5 replies · 3,016 views · Started 26 January 2010

Ewan's been looking back to the Apple Newton and forward to Thursday's Apple tablet launch, using these as markers to chart the growth of information sharing in the wider smartphone world. Soup was the past, APIs are the future, he reckons!

Read on in the full article.

API"s have been around for a long time, well before Web Services became popular. They had a different name them, just Interface, without the Application Programmer in front of it.

Modern API's expose less of the underlying storage mechanisms, whether these are flat files or structured databases, and that makes them more suitable for systems with multiple storage systems, on-device or in the cloud (the modern name of the mainframe 😉) This lack of exposure is probably the result of programmers becoming better at designing such interfaces through experience.

I've been wondering just how useful it would be in a modern operating system

Arguably, CouchDB has some similarity with Newton's Soups (a lot differences as well - but as a loosely structured datastore CouchDB is at least reminiscent of Soups). The Ubuntu folk have launched the DesktopCouch project which, as the name suggests, effectively makes a CouchDB datastore part of the OS.

The use cases for DesktopCouch are remarkably similar to Soups - sharing contact data between applications, sharing notepad data between applications, etc.

Of course, the big difference between a soup and cloud or client APIs is extensibility. The example Ewan gives of linking stuff together in the soup either doesn't work with an API or requires a lot of extra stuff.

Mash-ups generally manage this by layering another database on top of the databases of the source data.

Of course, the benefits of APIs over a soup is that the API providers can focus on their speciality, and distribution, security and backup is handled on an as needs basis, rather than needing incredibly sophisticated solutions in the soup.

What's really been interesting about this phase of the Internet is that the browser is becoming less important and the API and centralized data and services has gained prominence.

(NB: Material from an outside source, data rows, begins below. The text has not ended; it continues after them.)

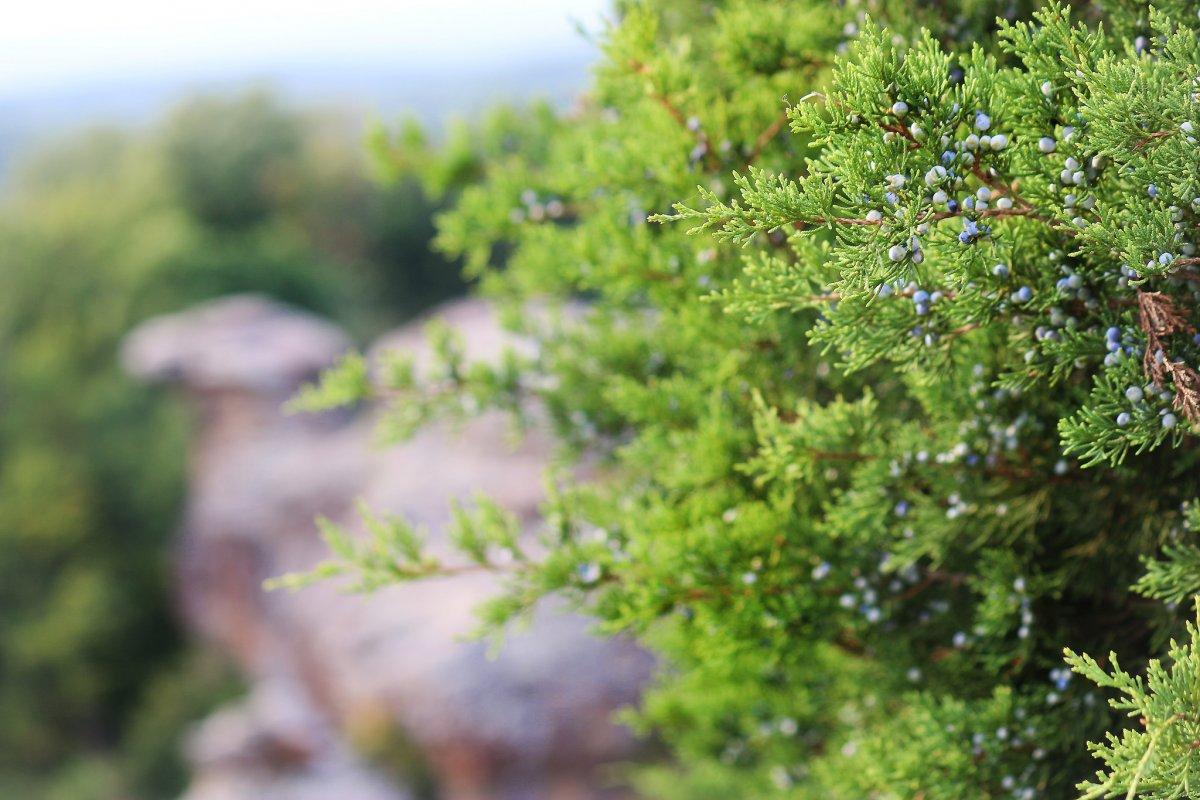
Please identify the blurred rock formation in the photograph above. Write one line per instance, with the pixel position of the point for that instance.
(325, 667)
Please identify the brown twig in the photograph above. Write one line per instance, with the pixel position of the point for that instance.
(1159, 317)
(661, 98)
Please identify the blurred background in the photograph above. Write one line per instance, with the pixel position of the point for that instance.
(160, 155)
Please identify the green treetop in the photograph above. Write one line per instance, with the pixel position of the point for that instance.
(889, 348)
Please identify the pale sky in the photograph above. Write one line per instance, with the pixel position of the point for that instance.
(51, 43)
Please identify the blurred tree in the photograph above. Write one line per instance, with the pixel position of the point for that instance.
(97, 233)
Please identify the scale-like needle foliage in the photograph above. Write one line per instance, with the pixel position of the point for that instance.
(882, 320)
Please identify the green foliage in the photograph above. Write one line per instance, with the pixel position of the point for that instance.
(99, 233)
(1161, 759)
(882, 334)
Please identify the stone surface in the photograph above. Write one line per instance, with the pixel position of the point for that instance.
(532, 722)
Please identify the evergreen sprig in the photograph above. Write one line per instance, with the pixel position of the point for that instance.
(889, 389)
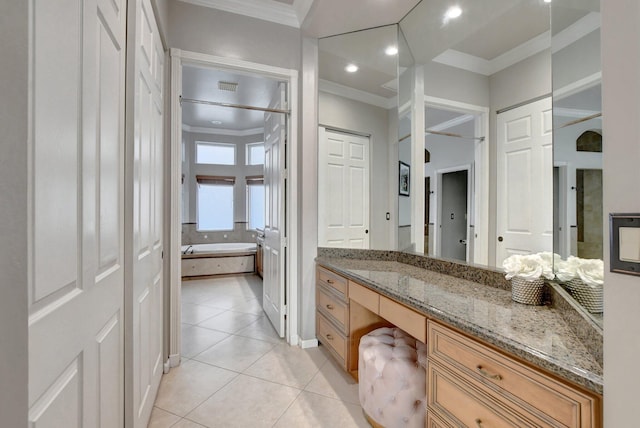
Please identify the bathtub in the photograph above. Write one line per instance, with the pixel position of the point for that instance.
(207, 260)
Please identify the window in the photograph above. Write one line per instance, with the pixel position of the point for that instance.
(215, 153)
(255, 202)
(255, 154)
(215, 202)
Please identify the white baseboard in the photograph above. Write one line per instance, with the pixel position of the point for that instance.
(310, 343)
(174, 360)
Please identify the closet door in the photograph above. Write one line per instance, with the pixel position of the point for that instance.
(76, 241)
(144, 222)
(525, 180)
(274, 252)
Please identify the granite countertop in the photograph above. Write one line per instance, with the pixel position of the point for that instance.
(536, 334)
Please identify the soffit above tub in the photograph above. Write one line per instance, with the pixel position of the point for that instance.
(202, 83)
(318, 18)
(286, 12)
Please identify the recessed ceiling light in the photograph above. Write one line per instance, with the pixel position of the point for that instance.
(453, 12)
(391, 50)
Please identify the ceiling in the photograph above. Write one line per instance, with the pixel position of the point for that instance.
(201, 83)
(490, 35)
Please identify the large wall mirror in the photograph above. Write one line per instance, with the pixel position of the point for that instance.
(357, 136)
(481, 137)
(496, 146)
(577, 145)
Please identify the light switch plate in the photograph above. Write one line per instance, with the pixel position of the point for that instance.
(624, 239)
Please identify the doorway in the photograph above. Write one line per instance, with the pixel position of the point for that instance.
(343, 189)
(454, 214)
(283, 194)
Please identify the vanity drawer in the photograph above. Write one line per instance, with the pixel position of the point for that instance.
(332, 338)
(408, 320)
(326, 277)
(460, 404)
(364, 296)
(435, 420)
(550, 402)
(332, 307)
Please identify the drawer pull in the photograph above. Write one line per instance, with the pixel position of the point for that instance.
(487, 374)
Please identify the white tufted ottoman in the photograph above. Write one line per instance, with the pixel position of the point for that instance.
(391, 376)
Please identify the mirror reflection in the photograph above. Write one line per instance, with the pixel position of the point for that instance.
(578, 143)
(485, 108)
(357, 134)
(494, 167)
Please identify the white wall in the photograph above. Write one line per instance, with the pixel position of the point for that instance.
(521, 82)
(239, 171)
(454, 84)
(308, 190)
(621, 109)
(349, 115)
(214, 32)
(577, 60)
(14, 168)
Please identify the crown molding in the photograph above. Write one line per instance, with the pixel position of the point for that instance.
(273, 11)
(356, 94)
(578, 86)
(576, 31)
(452, 123)
(218, 131)
(568, 36)
(485, 67)
(573, 112)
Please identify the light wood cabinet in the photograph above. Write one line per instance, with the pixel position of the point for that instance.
(498, 390)
(469, 383)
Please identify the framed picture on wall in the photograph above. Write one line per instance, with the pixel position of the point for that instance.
(403, 188)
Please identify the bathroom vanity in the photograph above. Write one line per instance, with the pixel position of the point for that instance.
(491, 362)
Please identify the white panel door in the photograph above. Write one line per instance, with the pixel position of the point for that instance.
(343, 190)
(525, 180)
(146, 227)
(274, 274)
(76, 251)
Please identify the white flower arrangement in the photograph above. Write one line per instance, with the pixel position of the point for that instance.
(529, 266)
(590, 271)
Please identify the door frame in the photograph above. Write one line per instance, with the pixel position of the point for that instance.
(479, 208)
(178, 59)
(322, 129)
(563, 216)
(437, 235)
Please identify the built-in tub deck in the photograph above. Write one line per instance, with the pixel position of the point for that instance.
(208, 260)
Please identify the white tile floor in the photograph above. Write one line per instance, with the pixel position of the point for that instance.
(236, 372)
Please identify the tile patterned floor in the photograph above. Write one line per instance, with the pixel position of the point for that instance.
(236, 372)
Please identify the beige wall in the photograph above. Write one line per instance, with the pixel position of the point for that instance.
(349, 115)
(14, 170)
(621, 153)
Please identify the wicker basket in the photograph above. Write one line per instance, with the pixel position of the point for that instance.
(529, 292)
(589, 297)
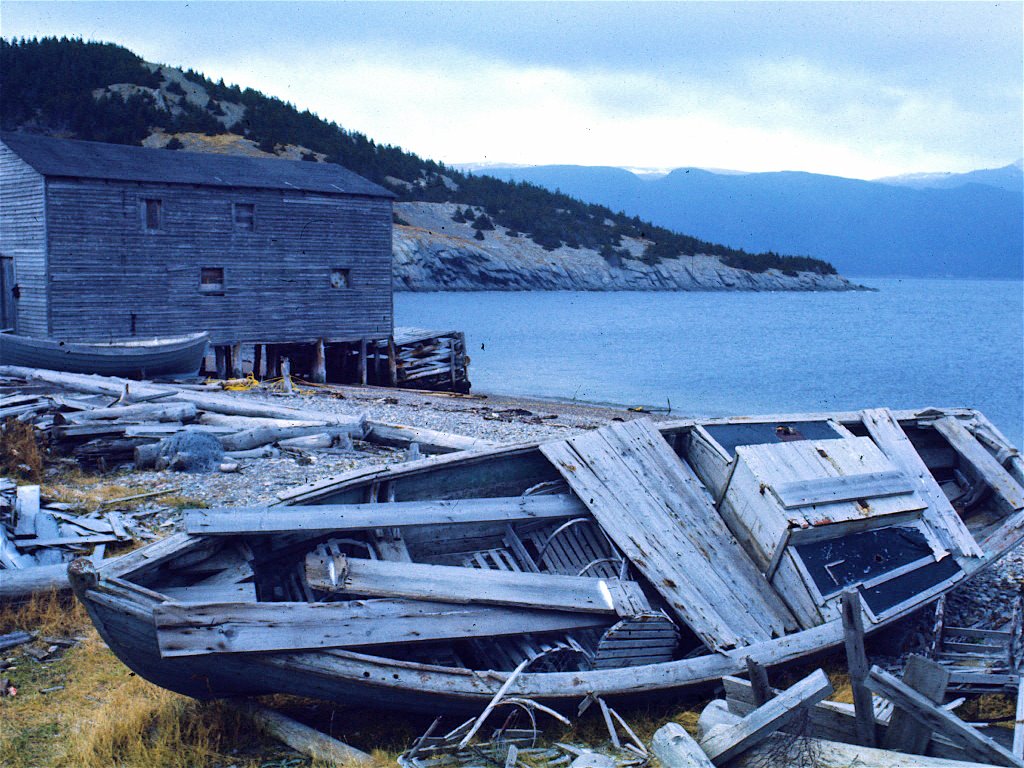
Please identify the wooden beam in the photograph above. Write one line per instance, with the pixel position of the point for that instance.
(856, 658)
(982, 463)
(429, 440)
(328, 517)
(904, 733)
(976, 744)
(392, 363)
(302, 738)
(883, 426)
(843, 488)
(454, 584)
(1018, 748)
(237, 360)
(195, 629)
(724, 744)
(759, 682)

Think about it. For the last 15 years, you had to deploy your apps through a browser. Now, we have all kinds of emerging platforms that have screens. As a service provider like Twitter, they build the service, store the content locally, then expose it via an API, allowing thousands of developers to build out unique applications that we find useful... in turn, adding value for Twitter.

I can see Twitter on their website, I can run Adobe Air apps like Tweetdeck, run native S60 app, browse on my S60, ditto my iPhone, then my XBOX360... these are all platforms with screens. HDTV is emerging rapidly. Kiosks coming back. Now the iPad.

As a tech company, you can't afford to innovate on all of these platforms. But you can build an API and open innovation around you... for your benefit and consumer benefit.

Remarkable times indeed.

what does this mean???

how it can interest us???

where is the benefit???

is this my fault???

why???

so many qustions ,sorry.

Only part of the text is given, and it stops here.